Я как будто забуду студёные ночи,
Нежность снега и вьюги настой колдовской,
Но окажется слишком короток и прочен
Поводок.
Он всегда у меня за спиной.
Потому и мечусь между тех, кто любимы,
Где две суши одним океаном свело…
В нашей жизни, наверное, всё совместимо.
Но у каждого – время и место своё.
Каменный каньон, Лос-Анджелес

«И полнолуние, и тонкий плач койота…»

И полнолуние, и тонкий плач койота,
И рвущийся с цепи у поворота
От запахов беснующийся пёс,
И тьма, что куст у дома поглотила,
И свет в окне, где тень твоя застыла,
И вырвавшийся, как из карантина,
Совы внезапно ухнувший вопрос —
Всё то, что было до сих пор ничейно,
Что не имело вроде бы значенья,
Вдруг обрело разгадку, смысл, свеченье:
Мир – это только наша плоть и кровь.
И мы – его бессмертье и движенье,
Его ядро, в котором исключенья
Немыслимы.
На всех одна любовь.
Каменный каньон, Лос-Анджелес

«Это жизнь…»

Это жизнь:
Когда падает тьма,
Начинается время охоты.
И доносится из-за холма
Плач и смех тонконогих койотов.
Это смерть:
Чуя тяжесть в крови,
Запах самки койота вдыхая,
Пёс несётся навстречу любви,
А встречает кровавую стаю.
Это благо:
Не знать до конца
За каким тебя ждет поворотом
Зов любви или выплеск свинца,
Или встреча с голодным койотом,
Или вдруг остановит часы,
Что не мыслили хода без боя,
Тот, Кто жизни и смерти весы
Недрожащею держит рукою.
А пока, ставя лапы вразброс,
Напрягаясь всем телом до дрожи,
В лай надрывный срывается пёс.
И мороз пробегает по коже.
Каменный каньон, Лос-Анджелес

«Когда судьба отхороводит…»

Когда судьба отхороводит,
Счёт встреч сравняв и счёт потерь,
Любовь, как странница, уходит,
Оставив приоткрытой дверь.
Бесшумна и полуодета,
Скользит в предутренней тиши,
И нет свидетелей, и нету
Вокруг и рядом ни души.
Пробрызнет дождь легко и дробно,
Случайным облаком влеком,
Потянет из дверей ознобно
Влетевшим с воли ветерком.
И ты неспешно и спокойно
Отметишь, сон согнав с лица,
Осыпавшийся подоконник
Снаружи, справа от крыльца,
И краску старую фасада,
И пробормочешь: «Боже мой,
Давно чинить всё это надо…».
И дверь закроешь за собой.

«Ночь новогодняя.
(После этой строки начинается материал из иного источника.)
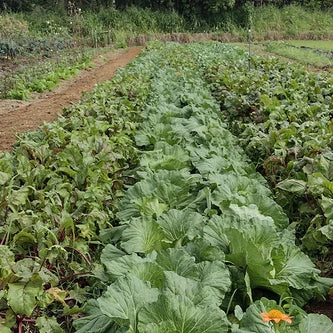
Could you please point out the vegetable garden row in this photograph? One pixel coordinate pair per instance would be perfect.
(141, 209)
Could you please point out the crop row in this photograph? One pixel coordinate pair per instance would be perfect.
(58, 190)
(196, 244)
(282, 115)
(199, 235)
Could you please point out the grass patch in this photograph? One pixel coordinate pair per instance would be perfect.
(325, 45)
(303, 56)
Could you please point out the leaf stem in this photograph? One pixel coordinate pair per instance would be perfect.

В парке, похоже…»

Ночь новогодняя. В парке, похоже,
Кто-то затеял снегов ворожбу.
Господи Боже, ответь мне, за что же
Я наперёд свою знаю судьбу?
Неотвратимо означено словом
Всё, что беру я, по жизни кружа.
И не понять в этом мире суровом,
Кто мои судьи и кто сторожа,
Что я ищу в нём, извечно тревожном,
Чей у дверей караулю я след.
– Ты береги меня… – выдохнуть можно.
Жаль, невозможно расслышать ответ.

«Что обиды?..»

Что обиды?
Дай им только волю —
Захлестнут мгновенно с головою.
Их перетерпеть бы и забыть
В гамлетовском «быть или не быть?».
Лучше лёгкий вдох и лёгкий выдох.
Лучше бы, не помня об обидах,
Свечи запалить, налить вина.
Всё проходит в мире. Жизнь – одна.
И не важно, чья была вина.

Лето 2010-го

О лете жестоком,
     о зное, о дыме и гари;
Об окнах московских,
     слепых от удушливой хмари,
Об этих восьми
     бесконечных неделях, о многом:
О солнце,
     белевшем на небе зловещим ожогом;
О том,
     как за всполохом шёл огнедышащий всполох;
О выжженных напрочь лесах и обугленных сёлах;
О сгинувших в пламени людях,
     о рухнувших птицах…
Всё минет,
     но как мне от памяти освободиться:
Ведь там, где поднимутся снова леса и жилища, —
Под каждой травинкой там тлеет своё пепелище.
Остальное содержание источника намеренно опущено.